Повернув голову посмотреть в желтые глаза воина, усмехнуться криво, спросить бы «почему помогаешь мне?». Но не идут слова с губ. Да и к чему пытать словами, если и так доступен ответ.
«Враг мой»… ироничная улыбка, что не зажигает света глаз. А правда в том, что не враг. Посмеялась Судьба. И тайком посмеивается воин.
— Таганага….
— Что?
— Камни?
— Слушок ходит — в Лиге Камни. Анамгимар рвет и мечет. Скоро кончается срок. Не сегодня, так завтра призовет его Император. И тебя позовет. Смотри, не дрогни. Узнает Хозяин, что ты замешан — голова полетит.
— Я-то с какого бока?
Взглянули в лицо воина чистые, словно ледниковые озера, глаза. Усмехнулся воин. Поднявшись с земли, пошагал прочь мягкой поступью охотящейся рыси.
Все так, все верно. Как и должно было быть. Сорвав тонкий стебель травинки ухватить его зубами, упасть в траву вверх лицом.
А в небесах — облака, как белая вуаль, скрывающая синь. А в небесах огненный шар Аэйраса. В небесах, укутанные сиянием солнца, заслоненные сиянием дня — сонмы звезд, сотни миров.

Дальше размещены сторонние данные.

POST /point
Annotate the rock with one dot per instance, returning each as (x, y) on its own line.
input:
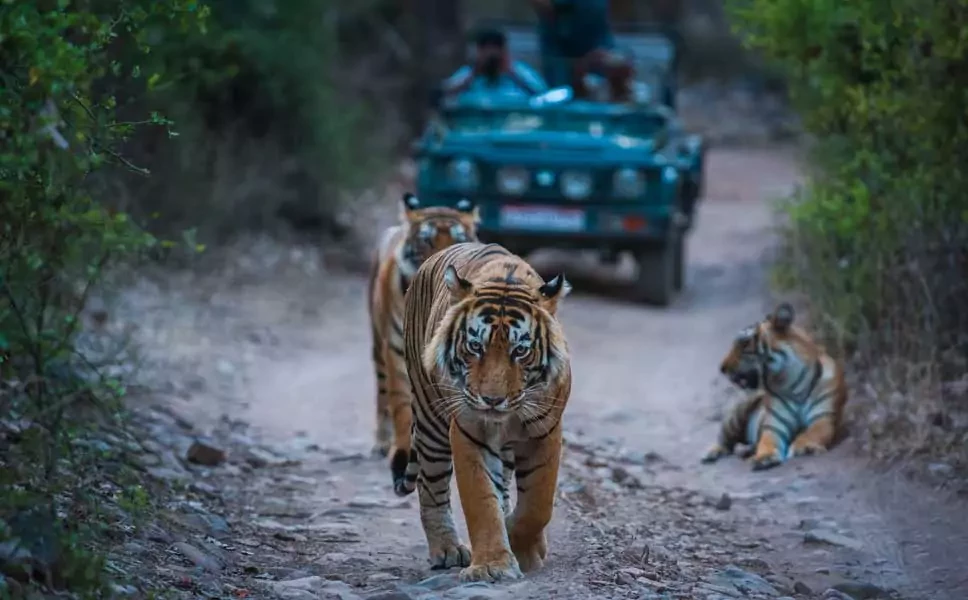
(198, 557)
(205, 453)
(259, 458)
(801, 588)
(437, 582)
(941, 470)
(825, 536)
(744, 581)
(860, 590)
(394, 595)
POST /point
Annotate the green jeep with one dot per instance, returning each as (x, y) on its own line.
(553, 171)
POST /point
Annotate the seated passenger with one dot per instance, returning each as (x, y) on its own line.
(608, 71)
(494, 71)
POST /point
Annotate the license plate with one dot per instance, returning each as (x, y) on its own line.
(544, 218)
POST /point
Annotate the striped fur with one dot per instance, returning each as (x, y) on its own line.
(490, 377)
(401, 251)
(797, 393)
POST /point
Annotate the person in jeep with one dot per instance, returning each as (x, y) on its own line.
(577, 46)
(494, 70)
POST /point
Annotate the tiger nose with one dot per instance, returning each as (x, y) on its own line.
(492, 400)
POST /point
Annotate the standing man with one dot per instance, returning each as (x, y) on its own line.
(494, 70)
(576, 39)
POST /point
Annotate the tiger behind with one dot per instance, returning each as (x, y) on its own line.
(491, 375)
(401, 251)
(797, 393)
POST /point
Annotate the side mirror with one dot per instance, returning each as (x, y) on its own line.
(553, 96)
(436, 98)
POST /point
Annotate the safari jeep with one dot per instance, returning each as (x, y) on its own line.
(554, 171)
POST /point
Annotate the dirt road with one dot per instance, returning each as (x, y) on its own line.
(278, 372)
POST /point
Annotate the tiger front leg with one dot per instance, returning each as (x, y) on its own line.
(770, 448)
(474, 464)
(536, 473)
(400, 411)
(816, 438)
(433, 488)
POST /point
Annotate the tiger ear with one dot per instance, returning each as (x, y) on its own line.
(554, 291)
(410, 204)
(782, 317)
(459, 287)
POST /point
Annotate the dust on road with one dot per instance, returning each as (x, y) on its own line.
(638, 515)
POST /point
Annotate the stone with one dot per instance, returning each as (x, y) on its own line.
(860, 590)
(198, 557)
(205, 453)
(394, 595)
(801, 588)
(438, 582)
(825, 536)
(744, 581)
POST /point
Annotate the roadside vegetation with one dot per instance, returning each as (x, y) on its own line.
(134, 131)
(876, 242)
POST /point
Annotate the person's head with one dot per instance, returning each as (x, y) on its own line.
(491, 50)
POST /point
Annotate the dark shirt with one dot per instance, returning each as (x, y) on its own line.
(577, 28)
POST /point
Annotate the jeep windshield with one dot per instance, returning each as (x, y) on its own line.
(639, 125)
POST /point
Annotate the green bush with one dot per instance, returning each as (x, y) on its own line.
(878, 241)
(269, 131)
(63, 123)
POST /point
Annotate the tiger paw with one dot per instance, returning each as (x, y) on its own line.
(450, 555)
(714, 454)
(502, 568)
(531, 556)
(761, 462)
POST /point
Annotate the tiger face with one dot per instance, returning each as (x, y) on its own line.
(757, 348)
(431, 229)
(499, 346)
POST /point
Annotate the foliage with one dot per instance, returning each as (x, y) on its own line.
(61, 127)
(267, 127)
(879, 241)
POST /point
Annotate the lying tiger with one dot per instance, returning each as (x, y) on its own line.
(402, 249)
(797, 398)
(491, 375)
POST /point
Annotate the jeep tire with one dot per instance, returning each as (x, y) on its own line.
(655, 282)
(679, 276)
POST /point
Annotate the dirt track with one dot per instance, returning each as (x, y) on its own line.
(288, 360)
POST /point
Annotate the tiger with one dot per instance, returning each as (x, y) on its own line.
(797, 393)
(400, 252)
(490, 374)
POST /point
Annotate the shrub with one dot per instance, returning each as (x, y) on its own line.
(60, 127)
(878, 242)
(270, 127)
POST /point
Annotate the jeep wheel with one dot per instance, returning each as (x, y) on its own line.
(679, 278)
(655, 282)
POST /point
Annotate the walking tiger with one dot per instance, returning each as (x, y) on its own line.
(401, 251)
(491, 375)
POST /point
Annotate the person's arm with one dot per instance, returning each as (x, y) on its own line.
(459, 81)
(528, 78)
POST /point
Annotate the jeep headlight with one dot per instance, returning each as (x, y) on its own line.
(463, 174)
(576, 185)
(513, 181)
(670, 174)
(628, 183)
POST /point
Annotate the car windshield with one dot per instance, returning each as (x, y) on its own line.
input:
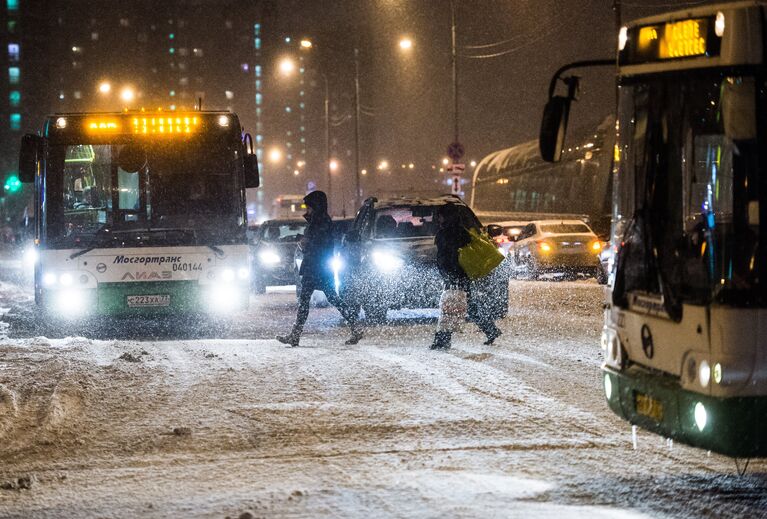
(566, 228)
(142, 187)
(283, 231)
(414, 221)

Вздохнуть, напиваясь небом, коснуться пальцами шеи. Там под кожей и мышцами — все равно что зазубренный кинжал. Но это — совсем неважно.

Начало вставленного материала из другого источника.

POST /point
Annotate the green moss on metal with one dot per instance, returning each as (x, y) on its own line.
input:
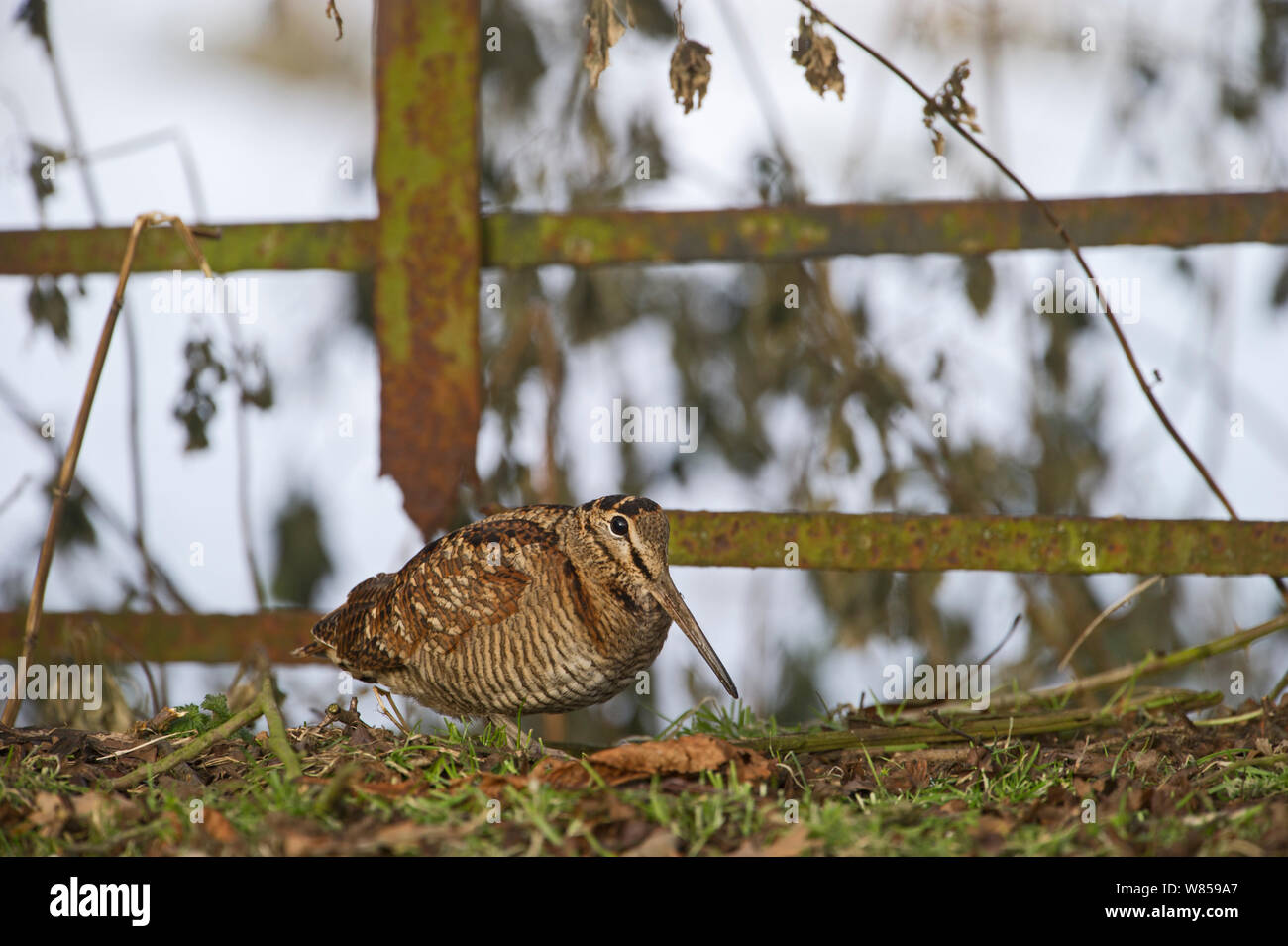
(935, 543)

Раскинуть руки, трогая чуткими пальцами жирную землю — скользить по шелковому покрывалу густой травы, перебирать ниточки зеленого ковра. Щуриться от режущего глаз солнечного сияния! Жарок день! Палит зной. Но как желанно это тепло! Лишь ему и под силу — растопить лед, которым покрылась душа!
Закрыть глаза, потонув в алом сиянии. И ничего нужнее нет. Ничего желаннее.

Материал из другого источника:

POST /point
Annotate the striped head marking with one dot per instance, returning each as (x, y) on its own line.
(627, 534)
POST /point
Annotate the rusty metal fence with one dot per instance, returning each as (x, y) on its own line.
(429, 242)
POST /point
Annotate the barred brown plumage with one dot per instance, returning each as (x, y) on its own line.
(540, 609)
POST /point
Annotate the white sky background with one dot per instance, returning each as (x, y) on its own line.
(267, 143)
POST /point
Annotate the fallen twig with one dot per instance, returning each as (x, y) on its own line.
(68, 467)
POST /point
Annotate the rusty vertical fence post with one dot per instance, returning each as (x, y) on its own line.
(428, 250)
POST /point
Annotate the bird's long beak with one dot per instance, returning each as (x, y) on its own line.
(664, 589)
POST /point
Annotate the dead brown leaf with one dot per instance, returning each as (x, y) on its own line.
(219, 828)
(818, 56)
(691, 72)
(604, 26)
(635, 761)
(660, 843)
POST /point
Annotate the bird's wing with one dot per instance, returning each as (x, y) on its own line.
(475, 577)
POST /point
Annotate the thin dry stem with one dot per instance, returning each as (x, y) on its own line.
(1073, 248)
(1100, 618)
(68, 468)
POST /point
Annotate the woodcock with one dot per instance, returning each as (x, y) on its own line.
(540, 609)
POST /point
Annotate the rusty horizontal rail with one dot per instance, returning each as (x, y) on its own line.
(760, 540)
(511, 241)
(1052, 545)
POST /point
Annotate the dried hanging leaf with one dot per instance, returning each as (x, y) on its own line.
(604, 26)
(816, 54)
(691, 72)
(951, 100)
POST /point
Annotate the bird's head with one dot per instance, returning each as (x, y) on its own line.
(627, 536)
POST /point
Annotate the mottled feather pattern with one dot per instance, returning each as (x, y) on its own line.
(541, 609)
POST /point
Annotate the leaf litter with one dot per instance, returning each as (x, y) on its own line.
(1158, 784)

Шум моря, высота неба, шелест листвы, тихие голоса…..
Голоса….
И кажется что когда-то однажды все уже было. Все было.
Травинка щекотала шею, не давая забыться. Возвращая из грез в этот мир. Щурясь, приоткрыть глаза, что б узнать, кто нарушил покой.
— Привет, Дагги!
Сидит рядом, на траве. Не заслоняя солнца, невысокая огненно-рыжая, словно в короне из янтаря. На коже — легкий след загара. На губах — улыбка.
— Привет.
Заставив себя подняться, посмотреть вновь. Сморгнуть, отгоняя наваждение. Впрочем, нет, не наваждение это.
— Лия?
— Лия, Лия…. Кто еще?
Тряхнула головой, словно отгоняла муху, рассыпая золото волос по плечам, прислонилась спиною к дереву. Сведя брови, смотрела в небо.
— Как ты сюда попала?
— Вот, навестить пришла. Вероэс сказал, где ты и что ты….
— Отец отругает….
Она, усмехнувшись, пожала плечами, внезапно приникла к нему, прижалась к плечу.
— Чудной ты, Дагги! Заметил бы он мое отсутствие! Сам в лазарете валяется.
Отпрянув, она поежилась. Словно от холода. Отвернувшись, посмотрела вдаль.
— Вот так и живем, — заметила негромко. — То дрожу, что не сегодня так завтра его убьют. То ругаемся с ним, так что самой убить есть желание!
— За что?
— А за все…. - голос прозвучал тихо и глухо. — могла бы — сбежала б!